As one ages, much of the face falls downward. This is well known but, what is not obvious, is that the central part of the face falls much less than the side. The nose and the upper lip fall only slightly, being held up by the projecting structure of the nasal and upper jaw bones. This is actually good from a functional standpoint, because if the nose and upper lip fell like the rest of the face, we would have trouble breathing and eating as we age!
Because the face falls against a more fixed or stable mouth area, a ‘fold’ develops at the junction of the two. Known as the nasolabial fold, melolabial crease, or facial parentheses, this area is a classic sign of aging that does bother a lot of people. The deepening of the nasolabial is one of the most common areas for injectable fillers. In my Indianapolis plastic surgery practice, it is injected more than that of the lips.

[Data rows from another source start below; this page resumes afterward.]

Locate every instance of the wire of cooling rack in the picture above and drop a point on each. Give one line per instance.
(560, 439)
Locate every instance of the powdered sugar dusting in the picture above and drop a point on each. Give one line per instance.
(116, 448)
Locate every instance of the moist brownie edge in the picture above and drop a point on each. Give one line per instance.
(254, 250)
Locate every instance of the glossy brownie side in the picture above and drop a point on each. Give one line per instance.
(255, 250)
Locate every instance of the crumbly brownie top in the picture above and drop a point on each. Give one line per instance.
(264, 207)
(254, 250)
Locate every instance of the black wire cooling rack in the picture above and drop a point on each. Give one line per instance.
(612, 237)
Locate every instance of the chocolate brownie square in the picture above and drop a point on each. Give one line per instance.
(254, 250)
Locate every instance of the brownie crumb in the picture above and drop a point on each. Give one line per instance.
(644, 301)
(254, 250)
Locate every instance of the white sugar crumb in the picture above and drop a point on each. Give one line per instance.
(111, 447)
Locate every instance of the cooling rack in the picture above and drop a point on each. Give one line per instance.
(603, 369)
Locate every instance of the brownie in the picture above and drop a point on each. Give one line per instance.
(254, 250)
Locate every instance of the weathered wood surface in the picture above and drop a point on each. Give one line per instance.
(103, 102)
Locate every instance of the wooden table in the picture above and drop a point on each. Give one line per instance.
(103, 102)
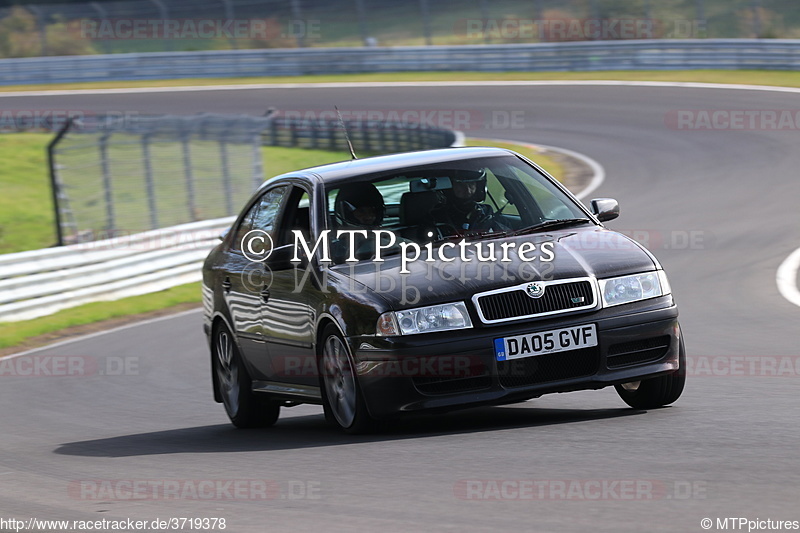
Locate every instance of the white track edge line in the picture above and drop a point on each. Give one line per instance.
(390, 84)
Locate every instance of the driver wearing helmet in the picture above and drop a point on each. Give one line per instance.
(463, 208)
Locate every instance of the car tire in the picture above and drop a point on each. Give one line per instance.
(245, 408)
(656, 392)
(342, 399)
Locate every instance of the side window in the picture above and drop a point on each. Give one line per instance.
(261, 215)
(268, 208)
(297, 216)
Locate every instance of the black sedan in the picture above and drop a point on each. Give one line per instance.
(431, 281)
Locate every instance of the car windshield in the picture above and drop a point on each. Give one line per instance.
(473, 198)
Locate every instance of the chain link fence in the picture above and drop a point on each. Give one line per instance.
(140, 26)
(116, 176)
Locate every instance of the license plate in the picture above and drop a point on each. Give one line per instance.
(544, 342)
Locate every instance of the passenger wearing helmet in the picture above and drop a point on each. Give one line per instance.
(358, 206)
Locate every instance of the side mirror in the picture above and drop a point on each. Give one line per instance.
(605, 209)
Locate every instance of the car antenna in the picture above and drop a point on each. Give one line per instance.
(346, 136)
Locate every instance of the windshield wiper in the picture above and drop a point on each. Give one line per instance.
(550, 224)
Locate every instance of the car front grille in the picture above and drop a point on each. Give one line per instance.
(549, 367)
(637, 352)
(515, 303)
(444, 385)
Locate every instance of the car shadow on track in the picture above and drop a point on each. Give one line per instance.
(312, 431)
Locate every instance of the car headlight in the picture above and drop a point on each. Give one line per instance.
(627, 289)
(424, 319)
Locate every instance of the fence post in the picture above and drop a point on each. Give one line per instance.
(258, 167)
(701, 11)
(103, 15)
(362, 21)
(426, 21)
(162, 8)
(226, 177)
(189, 175)
(297, 13)
(108, 192)
(55, 187)
(757, 18)
(42, 26)
(149, 184)
(229, 14)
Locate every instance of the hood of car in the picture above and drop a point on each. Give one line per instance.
(571, 253)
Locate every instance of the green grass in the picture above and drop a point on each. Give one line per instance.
(26, 207)
(26, 221)
(755, 77)
(13, 333)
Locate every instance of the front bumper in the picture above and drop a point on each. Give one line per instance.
(458, 369)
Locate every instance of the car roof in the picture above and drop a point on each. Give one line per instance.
(342, 171)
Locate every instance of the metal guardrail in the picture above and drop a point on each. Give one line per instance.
(583, 56)
(41, 282)
(145, 172)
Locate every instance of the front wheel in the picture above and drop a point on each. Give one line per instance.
(245, 408)
(342, 399)
(656, 392)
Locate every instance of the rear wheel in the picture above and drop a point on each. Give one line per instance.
(341, 395)
(656, 392)
(245, 408)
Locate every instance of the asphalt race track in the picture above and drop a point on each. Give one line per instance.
(728, 448)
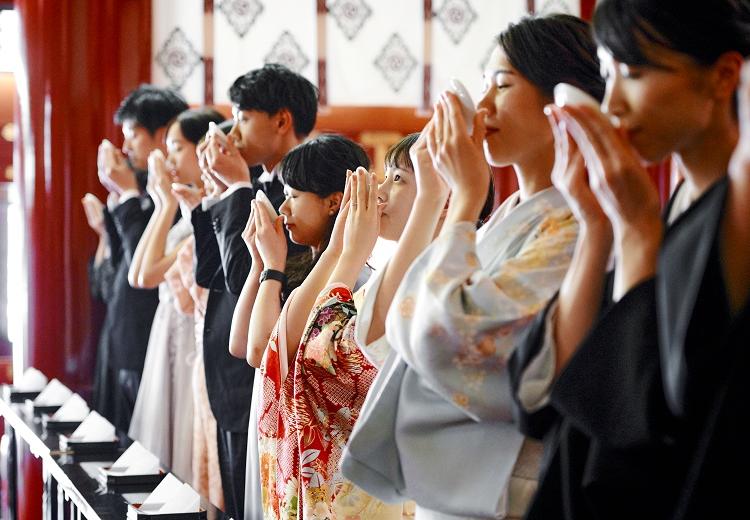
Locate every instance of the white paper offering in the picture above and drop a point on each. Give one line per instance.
(173, 497)
(75, 409)
(31, 381)
(136, 460)
(54, 394)
(94, 428)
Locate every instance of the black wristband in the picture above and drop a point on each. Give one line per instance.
(273, 274)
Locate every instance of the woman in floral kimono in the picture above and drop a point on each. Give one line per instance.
(163, 413)
(636, 362)
(437, 427)
(315, 174)
(332, 375)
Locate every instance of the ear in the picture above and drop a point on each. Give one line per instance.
(727, 74)
(160, 138)
(333, 202)
(284, 121)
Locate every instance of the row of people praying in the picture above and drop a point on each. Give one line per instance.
(574, 353)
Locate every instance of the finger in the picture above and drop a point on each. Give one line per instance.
(743, 96)
(355, 191)
(601, 137)
(263, 219)
(445, 124)
(347, 188)
(432, 142)
(363, 184)
(279, 225)
(372, 200)
(455, 119)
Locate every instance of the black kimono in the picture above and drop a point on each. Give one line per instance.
(614, 448)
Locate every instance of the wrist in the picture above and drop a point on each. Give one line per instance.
(641, 240)
(275, 265)
(598, 231)
(466, 207)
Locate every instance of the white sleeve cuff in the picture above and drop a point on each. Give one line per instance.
(234, 187)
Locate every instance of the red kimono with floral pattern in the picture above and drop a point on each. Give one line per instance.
(307, 414)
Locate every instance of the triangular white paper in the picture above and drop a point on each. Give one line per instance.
(75, 409)
(54, 394)
(94, 428)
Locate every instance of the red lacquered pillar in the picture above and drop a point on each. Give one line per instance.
(79, 58)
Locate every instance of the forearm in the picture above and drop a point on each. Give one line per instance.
(418, 233)
(238, 335)
(263, 320)
(347, 269)
(581, 292)
(465, 206)
(156, 260)
(637, 252)
(304, 299)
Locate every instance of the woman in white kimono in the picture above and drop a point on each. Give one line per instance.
(437, 425)
(163, 415)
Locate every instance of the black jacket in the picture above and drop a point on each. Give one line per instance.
(129, 311)
(222, 265)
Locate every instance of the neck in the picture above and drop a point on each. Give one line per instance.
(706, 158)
(534, 175)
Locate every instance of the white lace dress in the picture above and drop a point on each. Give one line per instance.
(163, 416)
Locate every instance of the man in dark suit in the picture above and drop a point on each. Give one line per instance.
(274, 110)
(144, 115)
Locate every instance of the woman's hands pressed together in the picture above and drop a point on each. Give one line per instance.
(269, 238)
(624, 191)
(459, 157)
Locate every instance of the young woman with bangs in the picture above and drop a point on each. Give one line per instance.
(437, 426)
(631, 383)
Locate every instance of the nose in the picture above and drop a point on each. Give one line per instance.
(486, 101)
(284, 208)
(614, 104)
(384, 190)
(234, 133)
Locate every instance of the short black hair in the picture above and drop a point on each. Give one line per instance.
(552, 49)
(398, 156)
(274, 87)
(194, 123)
(703, 31)
(319, 165)
(151, 107)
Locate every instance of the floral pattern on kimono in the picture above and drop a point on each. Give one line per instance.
(316, 405)
(277, 442)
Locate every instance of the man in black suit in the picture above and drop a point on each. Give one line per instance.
(144, 115)
(274, 110)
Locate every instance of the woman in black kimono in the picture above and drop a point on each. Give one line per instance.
(622, 428)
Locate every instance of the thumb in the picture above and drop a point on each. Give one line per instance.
(230, 147)
(480, 127)
(279, 224)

But there are other treatment options than injectable fillers to help soften the aging nasolabial folds. A different type of injectable filler is your own fat. Liposuctioning some fat, purifying it, and then injecting into the nasolabial folds is a natural injectable filler. But particulated fat can be unpredictable and its survival is not assured. For this reason, most plastic surgeons will overfill the injection site in anticipation of some resorption afterwards. This is a very logical approach if you are in the operating room anyway and are already having some liposuction done.

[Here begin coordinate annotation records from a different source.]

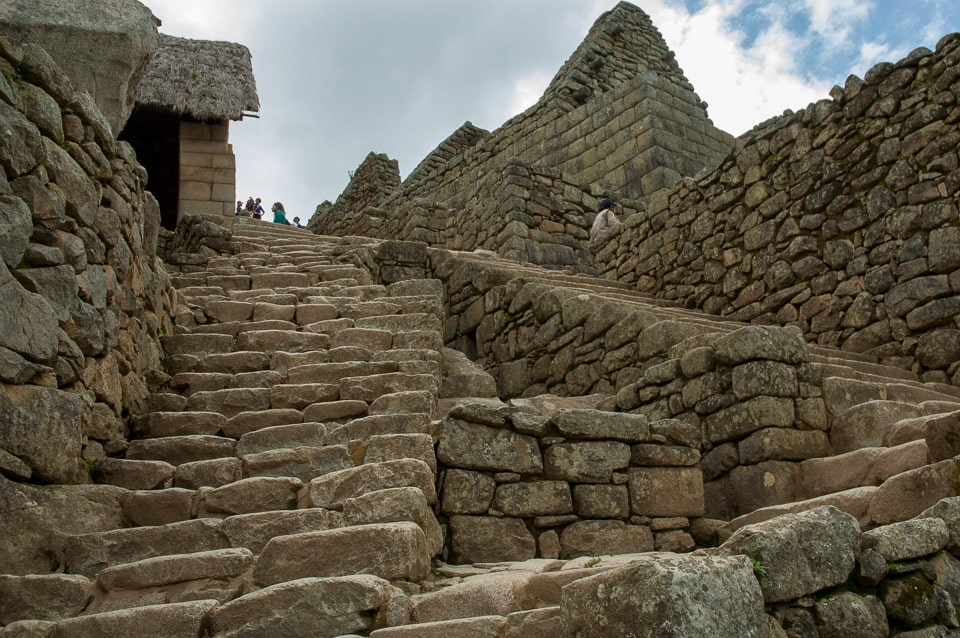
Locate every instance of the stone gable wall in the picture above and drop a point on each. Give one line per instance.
(83, 296)
(618, 119)
(840, 220)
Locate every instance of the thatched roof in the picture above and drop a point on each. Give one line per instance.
(201, 79)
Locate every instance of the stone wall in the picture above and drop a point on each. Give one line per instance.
(518, 484)
(840, 219)
(619, 119)
(83, 298)
(778, 421)
(208, 180)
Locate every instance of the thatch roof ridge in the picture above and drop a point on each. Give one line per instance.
(203, 79)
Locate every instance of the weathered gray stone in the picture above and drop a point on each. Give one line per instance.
(666, 491)
(594, 424)
(538, 498)
(466, 492)
(16, 225)
(395, 505)
(331, 490)
(847, 614)
(255, 494)
(478, 447)
(482, 539)
(752, 415)
(46, 597)
(585, 462)
(800, 553)
(43, 427)
(166, 621)
(711, 596)
(169, 570)
(761, 342)
(907, 540)
(603, 537)
(388, 550)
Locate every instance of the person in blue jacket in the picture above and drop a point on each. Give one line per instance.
(279, 217)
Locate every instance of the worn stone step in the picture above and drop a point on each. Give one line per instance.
(338, 606)
(392, 551)
(133, 475)
(88, 554)
(197, 344)
(181, 449)
(255, 494)
(335, 372)
(883, 423)
(331, 490)
(230, 401)
(175, 620)
(898, 498)
(374, 425)
(304, 463)
(282, 436)
(252, 420)
(282, 340)
(840, 394)
(162, 571)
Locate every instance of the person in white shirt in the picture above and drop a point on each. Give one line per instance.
(605, 220)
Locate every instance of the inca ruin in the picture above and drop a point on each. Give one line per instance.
(439, 410)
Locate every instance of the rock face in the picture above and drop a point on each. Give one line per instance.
(102, 47)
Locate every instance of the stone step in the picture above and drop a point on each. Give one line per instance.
(899, 498)
(209, 568)
(176, 450)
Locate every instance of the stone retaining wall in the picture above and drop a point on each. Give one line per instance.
(83, 297)
(517, 484)
(840, 219)
(618, 118)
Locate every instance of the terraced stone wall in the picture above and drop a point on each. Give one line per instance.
(840, 220)
(619, 118)
(518, 484)
(777, 423)
(83, 298)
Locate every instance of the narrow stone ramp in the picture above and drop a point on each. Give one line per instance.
(288, 456)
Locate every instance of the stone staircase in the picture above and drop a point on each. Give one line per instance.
(284, 483)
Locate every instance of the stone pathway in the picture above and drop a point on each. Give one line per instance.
(286, 477)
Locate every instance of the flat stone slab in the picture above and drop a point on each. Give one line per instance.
(389, 550)
(88, 554)
(182, 449)
(168, 570)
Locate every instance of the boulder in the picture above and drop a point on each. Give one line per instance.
(692, 595)
(104, 48)
(798, 554)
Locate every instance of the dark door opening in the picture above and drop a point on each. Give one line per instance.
(155, 136)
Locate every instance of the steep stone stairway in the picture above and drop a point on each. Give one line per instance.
(286, 476)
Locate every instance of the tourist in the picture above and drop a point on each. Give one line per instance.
(605, 221)
(279, 217)
(258, 209)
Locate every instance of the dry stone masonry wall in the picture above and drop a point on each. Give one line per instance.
(83, 297)
(621, 84)
(840, 219)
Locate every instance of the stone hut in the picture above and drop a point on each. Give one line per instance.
(190, 92)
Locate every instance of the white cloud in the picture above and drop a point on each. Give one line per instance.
(743, 87)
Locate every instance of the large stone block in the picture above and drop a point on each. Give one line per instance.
(666, 491)
(801, 553)
(479, 447)
(391, 551)
(692, 595)
(483, 539)
(43, 426)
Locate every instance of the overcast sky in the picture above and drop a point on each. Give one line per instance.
(338, 79)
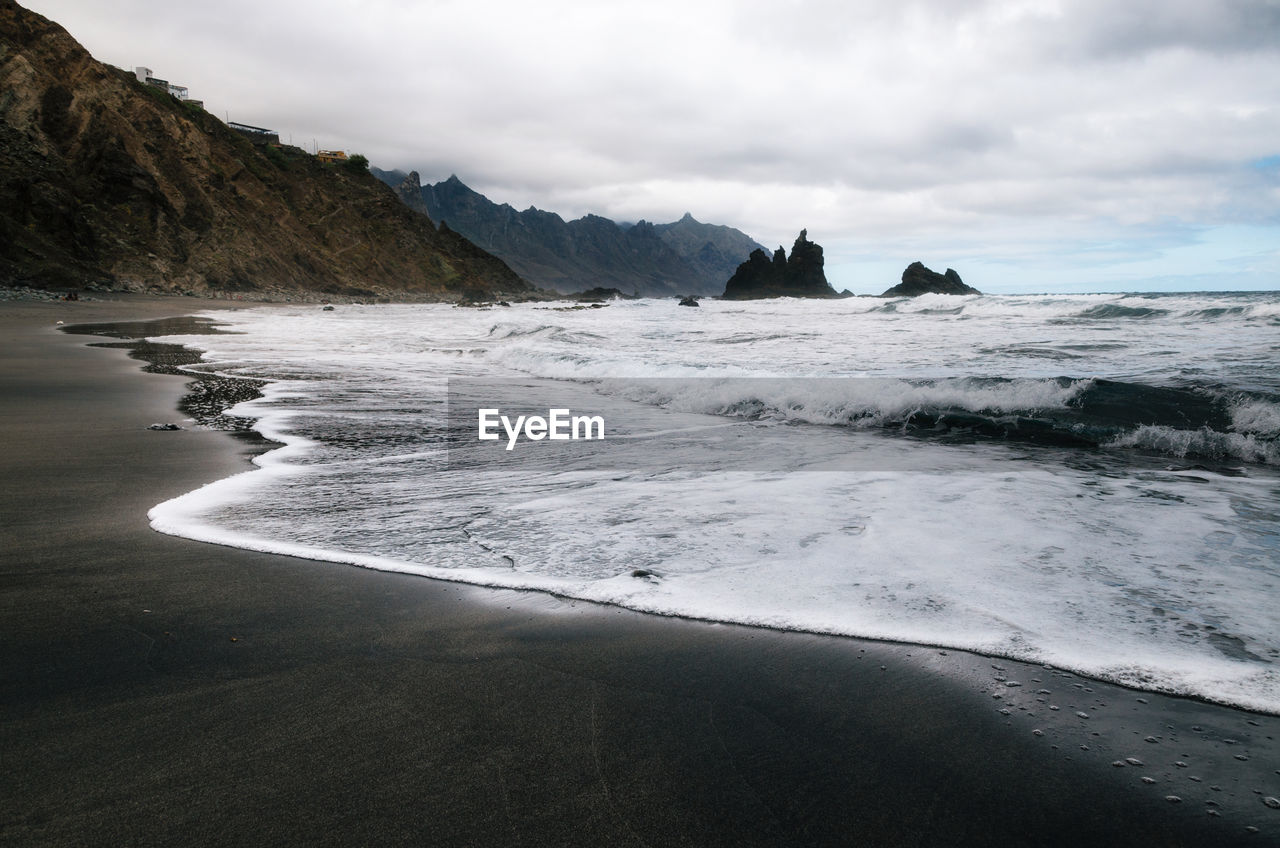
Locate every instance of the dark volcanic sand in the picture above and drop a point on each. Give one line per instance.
(158, 691)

Another more effective fat approach, in my experience, is the dermal-fat or fat strip graft. By taking a strip of skin and fat from somewhere else in the body (the outer layer of skin, epithelium, is removed first), the strip graft is thread into the nasolabial folds through a small nick incision at the top and bottom of the fold. This acts like placing an implant although it is not synthetic. It is well known that dermal-fat grafts typically have better survival rates than free injected fat as the attached dermis provides a conduit for early capillary ingrowth. Establishing an early blood supply is the key for optimizing fat graft take.
To use a strip fat graft, however, requires two things; a harvest site and usually an operating room experience. Strip fat grafts will result in a scar and that is a significant consideration. For this reason, I usually like to take it from where one already has a scar, usually on the abdominal area. Previous tummy tucks, c-sections, or vertical abdominal incisions are ideal. The other uncommon option is from an open hairline browlift where a long strip of upper forehead skin is removed in the lifting process. No matter where it is harvested from, the strip fat graft is not an office procedure.
The deep nasolabial fold can be filled with a variety of materials, both synthetic or natural. Fat can be placed through either injection or as a threaded implant. When a favorable donor site exists as part of an operative procedure, the strip fat is a good option to consider for longer-lasting results.